Business, and the pursuits of ambition or of interest, pass on like dull, grating machinery. Tasks are met, and performed with strength indeed, but with no cheer. Courage is high, as I meet the shocks and trials of the world; but it is a brute, careless courage, that glories in opposition. I laugh at any dangers, or any insidious pitfalls; what are they to me? What do I possess, which it will be hard to lose? My dog keeps by me; my toils are present; my food is ready; my limbs are strong; what need for more?

The months slip by; and the cloud that floated over my evening sun passes.

Laurence wandering abroad, and writing to Caroline, as to a sister—writes more than his father could have wished. He has met new faces, very sweet faces; and one which shows through the ink of his later letters, very gorgeously. The old gentleman does not like to lose thus his little Carry! and he writes back rebuke. But Laurence, with the letters of Caroline before him for data, throws himself upon his sister’s kindness and charity. It astonishes not a little the old gentleman, to find his daughter pleading in such strange way for the son. “And what will you do then, my Carry?”—the old man says.

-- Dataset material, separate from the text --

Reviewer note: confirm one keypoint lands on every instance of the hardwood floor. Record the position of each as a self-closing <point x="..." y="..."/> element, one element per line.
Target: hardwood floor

—“Wear weeds, if you wish, sir; and love you and Laurence more than ever!”

And he takes her to his bosom, and says—“Carry—Carry, you are too good for that wild fellow Laurence!”

Now, the letters are different! Now they are full of hope—dawning all over the future sky. Business, and care, and toil glide, as if a spirit animated them all; it is no longer cold machine work, but intelligent and hopeful activity. The sky hangs upon you lovingly, and the birds make music that startles you with its fineness. Men wear cheerful faces; the storms have a kind pity, gleaming through all their wrath.